Une douleur intense et incurable, sensation que la vie s'échappe.
70
71
Résumé
Le syndrome fibromyalgique est une pathologie qui associe des douleurs musculaires
diffuses souvent intenses, des troubles du sommeil, dans un contexte d’anxiété et de
dépression. Il peut exister des troubles associés : céphalées de tension, le syndrome du côlon
ou de la vessie irritable, des paresthésies des extrémités et une sécheresse des muqueuses.
L’étiologie du syndrome fibromyalgique reste de nos jours inconnu, de nombreuses
hypothèses ont été suggérées sans pourtant être vérifiées.
Les femmes sont les plus exposées, elles représentent environ 80% des cas reconnus.

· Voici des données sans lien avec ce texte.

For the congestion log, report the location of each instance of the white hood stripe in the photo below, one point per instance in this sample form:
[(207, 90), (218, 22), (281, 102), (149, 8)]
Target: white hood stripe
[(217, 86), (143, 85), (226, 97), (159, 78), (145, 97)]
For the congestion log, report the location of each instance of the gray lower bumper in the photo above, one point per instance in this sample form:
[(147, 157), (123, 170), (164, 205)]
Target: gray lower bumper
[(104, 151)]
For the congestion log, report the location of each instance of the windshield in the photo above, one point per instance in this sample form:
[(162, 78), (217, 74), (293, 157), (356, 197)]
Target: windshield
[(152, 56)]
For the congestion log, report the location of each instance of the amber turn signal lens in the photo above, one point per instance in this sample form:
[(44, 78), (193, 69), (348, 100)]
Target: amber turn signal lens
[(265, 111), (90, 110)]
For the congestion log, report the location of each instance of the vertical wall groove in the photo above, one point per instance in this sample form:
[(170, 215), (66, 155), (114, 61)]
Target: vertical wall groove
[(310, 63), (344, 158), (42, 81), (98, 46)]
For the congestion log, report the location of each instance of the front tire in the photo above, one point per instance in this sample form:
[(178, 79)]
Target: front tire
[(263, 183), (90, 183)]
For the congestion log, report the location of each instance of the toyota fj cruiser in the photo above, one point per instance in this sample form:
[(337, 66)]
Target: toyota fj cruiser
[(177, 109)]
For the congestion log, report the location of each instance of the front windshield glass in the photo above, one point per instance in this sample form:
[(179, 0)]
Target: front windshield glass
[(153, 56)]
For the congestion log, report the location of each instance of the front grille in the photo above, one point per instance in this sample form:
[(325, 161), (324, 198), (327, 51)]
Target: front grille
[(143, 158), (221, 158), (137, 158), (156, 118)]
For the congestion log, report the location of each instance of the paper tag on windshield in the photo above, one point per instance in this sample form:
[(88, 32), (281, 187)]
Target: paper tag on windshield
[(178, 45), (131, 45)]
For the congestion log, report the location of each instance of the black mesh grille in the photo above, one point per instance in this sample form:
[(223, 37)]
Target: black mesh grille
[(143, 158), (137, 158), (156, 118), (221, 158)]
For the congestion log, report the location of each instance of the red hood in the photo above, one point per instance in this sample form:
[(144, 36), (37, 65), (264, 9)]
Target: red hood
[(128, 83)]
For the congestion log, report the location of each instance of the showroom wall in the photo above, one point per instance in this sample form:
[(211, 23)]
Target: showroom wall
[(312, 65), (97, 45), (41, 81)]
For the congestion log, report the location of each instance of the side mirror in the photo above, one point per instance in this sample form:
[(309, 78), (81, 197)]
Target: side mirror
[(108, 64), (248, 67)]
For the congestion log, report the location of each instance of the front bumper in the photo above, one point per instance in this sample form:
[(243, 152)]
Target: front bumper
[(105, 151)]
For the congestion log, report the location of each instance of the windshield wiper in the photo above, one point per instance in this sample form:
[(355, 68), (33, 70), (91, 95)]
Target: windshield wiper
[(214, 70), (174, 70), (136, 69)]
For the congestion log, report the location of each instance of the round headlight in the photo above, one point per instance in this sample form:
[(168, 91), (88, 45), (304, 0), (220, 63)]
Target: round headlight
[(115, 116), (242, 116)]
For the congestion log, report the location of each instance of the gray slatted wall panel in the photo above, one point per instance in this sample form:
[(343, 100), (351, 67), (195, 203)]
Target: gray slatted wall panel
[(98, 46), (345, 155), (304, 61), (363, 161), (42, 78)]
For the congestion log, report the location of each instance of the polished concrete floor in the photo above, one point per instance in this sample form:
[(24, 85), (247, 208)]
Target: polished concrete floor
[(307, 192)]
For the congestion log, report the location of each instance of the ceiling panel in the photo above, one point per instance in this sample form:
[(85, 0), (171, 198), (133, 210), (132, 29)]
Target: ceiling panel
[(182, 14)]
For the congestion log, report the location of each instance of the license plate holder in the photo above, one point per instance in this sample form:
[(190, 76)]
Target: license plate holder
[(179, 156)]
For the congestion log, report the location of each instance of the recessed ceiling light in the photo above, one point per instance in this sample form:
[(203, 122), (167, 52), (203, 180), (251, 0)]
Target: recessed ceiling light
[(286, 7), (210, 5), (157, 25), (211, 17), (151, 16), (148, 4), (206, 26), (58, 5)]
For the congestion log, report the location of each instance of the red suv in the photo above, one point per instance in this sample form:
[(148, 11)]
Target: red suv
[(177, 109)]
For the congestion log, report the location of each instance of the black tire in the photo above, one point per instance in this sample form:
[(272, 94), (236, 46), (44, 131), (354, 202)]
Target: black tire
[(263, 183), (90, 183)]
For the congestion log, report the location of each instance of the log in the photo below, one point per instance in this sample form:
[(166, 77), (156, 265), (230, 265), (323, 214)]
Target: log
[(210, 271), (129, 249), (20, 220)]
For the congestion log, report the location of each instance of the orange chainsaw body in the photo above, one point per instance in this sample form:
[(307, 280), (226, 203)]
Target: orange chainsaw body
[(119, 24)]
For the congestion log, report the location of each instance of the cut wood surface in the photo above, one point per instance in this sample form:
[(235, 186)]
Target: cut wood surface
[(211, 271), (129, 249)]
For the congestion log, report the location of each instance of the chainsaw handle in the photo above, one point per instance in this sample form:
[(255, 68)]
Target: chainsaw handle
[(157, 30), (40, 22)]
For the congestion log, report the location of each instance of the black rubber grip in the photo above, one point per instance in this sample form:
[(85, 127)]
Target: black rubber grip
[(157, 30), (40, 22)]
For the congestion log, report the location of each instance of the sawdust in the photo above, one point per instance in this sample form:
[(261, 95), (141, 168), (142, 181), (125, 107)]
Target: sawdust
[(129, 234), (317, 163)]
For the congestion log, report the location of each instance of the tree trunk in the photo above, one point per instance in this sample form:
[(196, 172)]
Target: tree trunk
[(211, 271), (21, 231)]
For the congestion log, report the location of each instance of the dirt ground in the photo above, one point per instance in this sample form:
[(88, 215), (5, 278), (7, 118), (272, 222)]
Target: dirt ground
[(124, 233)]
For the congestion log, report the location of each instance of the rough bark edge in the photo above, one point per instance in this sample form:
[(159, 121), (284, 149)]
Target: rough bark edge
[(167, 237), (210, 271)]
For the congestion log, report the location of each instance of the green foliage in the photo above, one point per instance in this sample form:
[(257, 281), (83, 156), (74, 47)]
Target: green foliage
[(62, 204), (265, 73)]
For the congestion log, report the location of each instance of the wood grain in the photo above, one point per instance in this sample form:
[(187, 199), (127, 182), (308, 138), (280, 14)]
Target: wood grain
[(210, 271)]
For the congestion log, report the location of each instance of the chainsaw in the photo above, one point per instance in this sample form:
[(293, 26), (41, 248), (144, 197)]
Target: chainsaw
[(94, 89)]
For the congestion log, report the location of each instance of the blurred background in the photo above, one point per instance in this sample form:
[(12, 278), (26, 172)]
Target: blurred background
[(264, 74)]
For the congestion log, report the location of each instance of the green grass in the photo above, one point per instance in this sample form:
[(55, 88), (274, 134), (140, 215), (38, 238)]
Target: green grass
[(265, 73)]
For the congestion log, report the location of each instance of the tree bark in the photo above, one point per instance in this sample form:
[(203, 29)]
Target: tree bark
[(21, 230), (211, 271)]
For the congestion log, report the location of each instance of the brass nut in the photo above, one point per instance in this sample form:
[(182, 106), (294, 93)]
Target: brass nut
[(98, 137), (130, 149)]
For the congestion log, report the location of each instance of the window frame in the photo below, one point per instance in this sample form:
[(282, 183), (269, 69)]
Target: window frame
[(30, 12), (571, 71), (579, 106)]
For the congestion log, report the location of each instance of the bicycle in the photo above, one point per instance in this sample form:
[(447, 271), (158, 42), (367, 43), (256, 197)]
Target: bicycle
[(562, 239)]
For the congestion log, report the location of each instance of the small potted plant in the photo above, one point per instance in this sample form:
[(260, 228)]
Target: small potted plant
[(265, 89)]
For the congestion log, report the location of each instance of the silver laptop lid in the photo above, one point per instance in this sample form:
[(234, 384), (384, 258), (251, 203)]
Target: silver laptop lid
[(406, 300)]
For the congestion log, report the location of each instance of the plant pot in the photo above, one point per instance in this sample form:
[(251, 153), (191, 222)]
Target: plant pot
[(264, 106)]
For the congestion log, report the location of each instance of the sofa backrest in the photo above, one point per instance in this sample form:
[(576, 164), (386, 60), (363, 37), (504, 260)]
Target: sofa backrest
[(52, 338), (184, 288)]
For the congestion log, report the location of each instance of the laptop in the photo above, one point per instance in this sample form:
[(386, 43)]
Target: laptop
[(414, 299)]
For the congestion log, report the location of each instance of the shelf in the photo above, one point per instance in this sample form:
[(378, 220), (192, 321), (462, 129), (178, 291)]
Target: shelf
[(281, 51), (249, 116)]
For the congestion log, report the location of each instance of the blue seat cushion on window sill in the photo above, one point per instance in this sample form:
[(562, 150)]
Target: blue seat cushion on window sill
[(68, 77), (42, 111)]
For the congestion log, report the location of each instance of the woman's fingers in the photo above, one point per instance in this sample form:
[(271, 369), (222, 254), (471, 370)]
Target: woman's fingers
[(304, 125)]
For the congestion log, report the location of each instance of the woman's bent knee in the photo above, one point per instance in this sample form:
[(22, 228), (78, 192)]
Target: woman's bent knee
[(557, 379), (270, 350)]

Le syndrome fibromyalgique représenterait entre 2 et 5% de la population générale. Il faut
donc avoir en tête que le syndrome fibromyalgique est un enjeu de santé publique.
Comment améliorer la prise en charge en masso-kinésithérapie des patients porteurs
d’un syndrome fibromyalgique, à partir de leurs représentations de l’apport de la
kinésithérapie dans l’amélioration de leurs symptômes ?
Les professionnels de santé doivent être sensibilisés à cette pathologie pour pouvoir
mieux la prendre en charge. La masso-kinésithérapie doit permettre grâce à l’éducation du
patient d’améliorer la perception, et l’image corporelle des patients. Les recommandations de
prise en charge sont le réentrainement à l’effort et le renforcement musculaire.
Le thérapeute n’est qu’un guide pour aider le patient à explorer les chemins à
emprunter pour une prise en charge optimale.
Mots clefs
Fibromyalgie - Kinésithérapie - Prise en charge
72
Abstract
Fibromyalgia syndrome is a condition that combines diffuse muscle pain often intense,
sleep disorders in the anxiety and depression context. There may be associated disorders:
tension headaches, bowel syndrome or irritable bladder, paresthesias of the extremities, and
dry mucous membranes.
In our days, the fibromyalgia etiology remains unknown, many hypotheses have been
suggested not yet be verified.
Women are most at risk, representing about 80% of recognized cases. Fibromyalgia
syndrome represent between 2 and 5% of the global population. Fibromyalgia syndrome is
therefore a public health issue.
How to improve the care in physiotherapy holders of patients which have fibromyalgia
syndrome with their representations of the contribution of physiotherapy in the improvement
of their symptoms?
Health professionals should be aware of this disease in order to improve the care. The
physiotherapy should allow through patient education to improve the perception and body
image of patients. The recommendations are supported exercise retraining and muscle
building.
The therapist is a guide to help the patient to explore paths to have an optimal care.